Beyond  /  Book Excerpt

Indigenous Agency: How Native Americans Put Limits on European Colonial Domination

"It is only stereotypes of Indians as primitive that make their power to transform markets surprising."

Mohawks came to Fort Orange for the guns, but they stayed for the cake. When they visited Fort Orange and nearby Rensselaerswijck, they sampled Dutch cakes, cookies, and bread and took some home for others to try. The excellence of Dutch baking was universally recognized. The English word “cookie” comes from the Dutch koekje. Mohawk women made cornbread, but it may have seemed dense and mundane when compared with the treat of an airy yeasted white bread, fine cake, or cookie after making the trip to Fort Orange with a load of beaver furs and baskets of corn. To the frustration of many colonists, Mohawks’ proceeds from the fur trade allowed them to pay high prices. The Dutch colonists who introduced white bread and cakes to the region soon could not afford them.

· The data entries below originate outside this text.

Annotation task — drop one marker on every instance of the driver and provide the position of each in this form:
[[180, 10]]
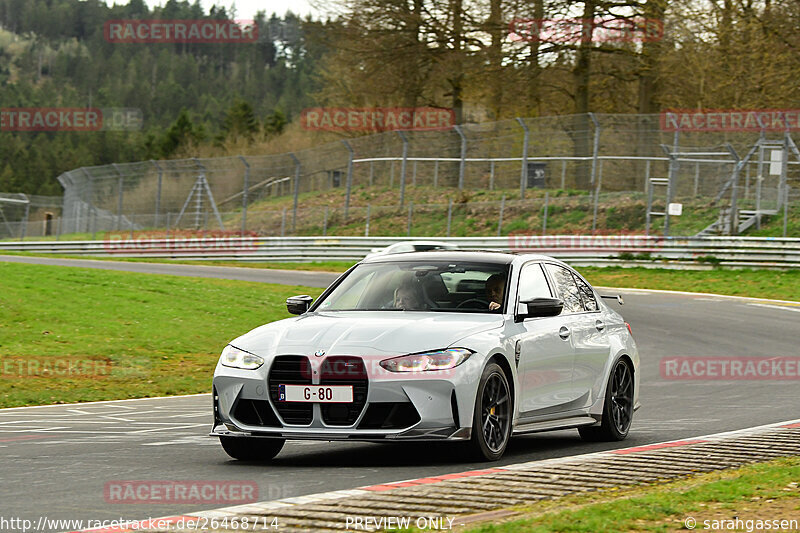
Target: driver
[[495, 287]]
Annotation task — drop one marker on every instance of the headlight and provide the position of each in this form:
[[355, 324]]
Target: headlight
[[420, 362], [236, 358]]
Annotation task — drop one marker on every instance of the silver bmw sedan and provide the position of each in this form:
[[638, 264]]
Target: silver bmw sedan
[[443, 345]]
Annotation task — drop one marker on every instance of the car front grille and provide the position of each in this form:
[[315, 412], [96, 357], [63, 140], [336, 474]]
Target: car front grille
[[344, 370], [290, 370]]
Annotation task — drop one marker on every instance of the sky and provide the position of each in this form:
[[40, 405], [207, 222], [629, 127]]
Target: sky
[[246, 9]]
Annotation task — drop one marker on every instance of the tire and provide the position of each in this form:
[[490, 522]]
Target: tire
[[491, 421], [617, 407], [250, 448]]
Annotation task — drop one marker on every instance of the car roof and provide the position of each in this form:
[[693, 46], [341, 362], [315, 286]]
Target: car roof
[[438, 243], [476, 256]]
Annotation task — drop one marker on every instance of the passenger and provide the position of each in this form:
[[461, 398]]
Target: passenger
[[495, 287], [408, 298]]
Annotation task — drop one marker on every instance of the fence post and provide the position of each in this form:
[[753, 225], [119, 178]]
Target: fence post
[[119, 199], [158, 191], [523, 178], [296, 190], [24, 228], [500, 220], [786, 210], [91, 207], [598, 185], [349, 178], [463, 157], [449, 215], [595, 147], [245, 191], [544, 218], [697, 178], [403, 167]]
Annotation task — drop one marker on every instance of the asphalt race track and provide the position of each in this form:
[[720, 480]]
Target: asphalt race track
[[57, 460]]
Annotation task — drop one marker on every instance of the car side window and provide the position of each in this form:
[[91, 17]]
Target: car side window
[[567, 288], [533, 283], [587, 295]]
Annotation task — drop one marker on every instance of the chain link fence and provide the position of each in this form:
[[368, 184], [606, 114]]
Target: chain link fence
[[621, 170]]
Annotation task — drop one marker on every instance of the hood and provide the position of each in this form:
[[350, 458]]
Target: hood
[[365, 333]]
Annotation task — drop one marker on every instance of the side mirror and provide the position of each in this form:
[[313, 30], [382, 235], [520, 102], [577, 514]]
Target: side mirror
[[297, 305], [541, 307]]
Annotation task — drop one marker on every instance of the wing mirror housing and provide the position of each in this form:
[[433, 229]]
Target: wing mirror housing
[[297, 305], [540, 307]]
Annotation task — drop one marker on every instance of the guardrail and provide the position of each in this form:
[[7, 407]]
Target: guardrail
[[579, 250]]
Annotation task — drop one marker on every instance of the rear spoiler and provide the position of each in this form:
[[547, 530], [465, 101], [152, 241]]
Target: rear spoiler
[[618, 298]]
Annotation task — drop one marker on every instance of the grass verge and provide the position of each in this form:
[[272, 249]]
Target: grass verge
[[74, 334], [779, 285], [766, 491]]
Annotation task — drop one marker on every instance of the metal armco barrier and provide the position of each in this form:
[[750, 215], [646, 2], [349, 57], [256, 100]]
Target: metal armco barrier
[[579, 250]]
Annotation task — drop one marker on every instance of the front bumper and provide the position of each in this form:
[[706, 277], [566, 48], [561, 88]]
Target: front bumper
[[391, 406]]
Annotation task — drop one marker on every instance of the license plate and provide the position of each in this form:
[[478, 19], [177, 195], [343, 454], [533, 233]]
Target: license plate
[[316, 393]]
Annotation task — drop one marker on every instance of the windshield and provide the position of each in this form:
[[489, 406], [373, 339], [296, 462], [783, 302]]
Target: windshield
[[421, 286]]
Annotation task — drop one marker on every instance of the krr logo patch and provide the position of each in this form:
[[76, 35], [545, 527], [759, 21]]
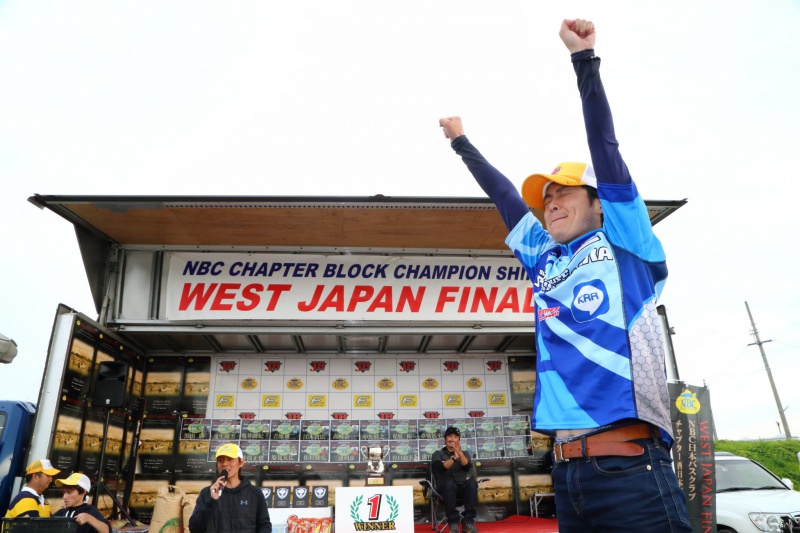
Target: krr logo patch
[[590, 300]]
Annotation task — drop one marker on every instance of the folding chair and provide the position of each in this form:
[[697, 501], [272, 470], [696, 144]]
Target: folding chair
[[437, 502]]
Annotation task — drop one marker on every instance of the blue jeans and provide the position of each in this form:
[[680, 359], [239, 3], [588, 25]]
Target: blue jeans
[[618, 494]]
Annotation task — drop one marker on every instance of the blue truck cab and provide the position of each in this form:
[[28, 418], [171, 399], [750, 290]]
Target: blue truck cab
[[16, 427]]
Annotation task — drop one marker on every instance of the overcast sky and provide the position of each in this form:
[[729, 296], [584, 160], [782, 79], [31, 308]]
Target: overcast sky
[[343, 98]]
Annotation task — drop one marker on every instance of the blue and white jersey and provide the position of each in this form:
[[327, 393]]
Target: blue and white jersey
[[600, 349], [599, 343]]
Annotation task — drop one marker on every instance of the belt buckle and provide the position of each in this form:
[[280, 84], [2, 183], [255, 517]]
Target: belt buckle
[[560, 447]]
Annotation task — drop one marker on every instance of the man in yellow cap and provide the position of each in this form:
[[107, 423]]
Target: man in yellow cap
[[231, 504], [74, 489], [597, 270], [30, 500]]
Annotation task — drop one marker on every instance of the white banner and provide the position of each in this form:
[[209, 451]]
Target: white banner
[[374, 509], [223, 286]]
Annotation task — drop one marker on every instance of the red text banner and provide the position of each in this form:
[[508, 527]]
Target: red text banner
[[221, 286]]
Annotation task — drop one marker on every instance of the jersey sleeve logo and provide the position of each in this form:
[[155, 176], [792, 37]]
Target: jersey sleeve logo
[[590, 301]]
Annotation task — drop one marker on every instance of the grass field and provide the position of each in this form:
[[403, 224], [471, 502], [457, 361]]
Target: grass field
[[780, 456]]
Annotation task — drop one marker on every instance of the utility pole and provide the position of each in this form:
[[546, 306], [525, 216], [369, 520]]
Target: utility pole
[[760, 344]]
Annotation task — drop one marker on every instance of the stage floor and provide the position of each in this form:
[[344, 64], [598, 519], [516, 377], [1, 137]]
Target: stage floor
[[512, 524]]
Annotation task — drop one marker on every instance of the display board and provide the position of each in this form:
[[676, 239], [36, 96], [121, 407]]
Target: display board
[[360, 388], [374, 509]]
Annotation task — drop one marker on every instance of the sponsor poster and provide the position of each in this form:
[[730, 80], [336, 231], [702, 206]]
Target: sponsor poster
[[490, 426], [489, 448], [156, 443], [517, 446], [228, 429], [403, 429], [404, 450], [465, 425], [66, 440], [192, 457], [285, 430], [427, 447], [256, 429], [345, 451], [522, 371], [330, 475], [534, 486], [386, 508], [374, 429], [196, 386], [79, 367], [315, 451], [496, 498], [255, 451], [78, 433], [344, 430], [432, 428], [516, 425], [162, 386], [195, 429], [315, 430], [284, 451], [693, 452]]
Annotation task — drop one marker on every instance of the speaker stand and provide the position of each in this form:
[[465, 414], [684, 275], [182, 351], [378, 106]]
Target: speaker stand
[[100, 485]]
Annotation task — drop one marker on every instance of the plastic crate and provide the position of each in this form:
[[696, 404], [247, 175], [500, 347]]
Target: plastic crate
[[34, 525]]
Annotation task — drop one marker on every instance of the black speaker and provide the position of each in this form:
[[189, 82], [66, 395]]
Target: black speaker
[[109, 391]]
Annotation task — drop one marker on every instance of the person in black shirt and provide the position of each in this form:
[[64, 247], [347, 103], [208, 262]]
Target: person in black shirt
[[89, 519], [231, 504], [455, 478]]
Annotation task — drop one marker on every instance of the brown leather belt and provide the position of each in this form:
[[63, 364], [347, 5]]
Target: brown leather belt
[[611, 442]]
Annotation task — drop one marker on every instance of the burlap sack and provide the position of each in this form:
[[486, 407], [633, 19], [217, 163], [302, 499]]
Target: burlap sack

Colonists repeatedly complained to the New Netherland Council that bakers sifted whole wheat flour and sold the white flour “greatly to their profit to the Indians for the baking of sweet cake, white bread, cookies, and pretzels,” leaving “largely bran” to sell to the townspeople. The petition concluded in horror: “The Christians must eat the bran while the Indians eat the flour.” In an effort to appease colonists, the council outlawed the sale of white bread and cake to Native customers, but, as with liquor and guns, Native demand prevailed. Bakers continued selling baked goods made from white flour to their best customers.

By high summer, hundreds of Mohawks—some years as many as a thousand—lived in Rensselaerswijck for weeks at a time, sometimes outnumbering the few hundred colonists. Some camped in fields and around town, and others stayed with Dutch or Mahican hosts. Some Dutch men and women built houses specifically for trading with and lodging customers—you can see them on colonial maps, marked as “little house” or “Indian house.”

Others reserved space in their front rooms for trading and socializing with Native men and women, selling them homemade beer, milk, butter, and cheese and letting them sleep on the floor. One Dutch colonist observed with disdain that, “not being satisfied with merely taking them into their houses in the customary manner,” some had tried to attract “them by extraordinary attention, such as admitting them to the table, laying napkins before them, presenting wine to them and more of that kind of thing.”

While this kind of hospitality seemed excessive to European observers who saw Indians as dangerous and perhaps savage, it was necessary for anyone who wanted Mohawk customers. Despite the efforts of the colonists waylaying them on the road in, Mohawks generally would go farther into Rensselaerswijck to enjoy the hospitality of individual houses and farms. In addition to cake and bread, men chose gunpowder, iron tools, shirts, and fishhooks, and women picked out hoes, awls, fabric, ribbons, and buttons. Mohawks and Dutch colonists alike carried wampum around town in elaborately decorated bags made by Mohawk women.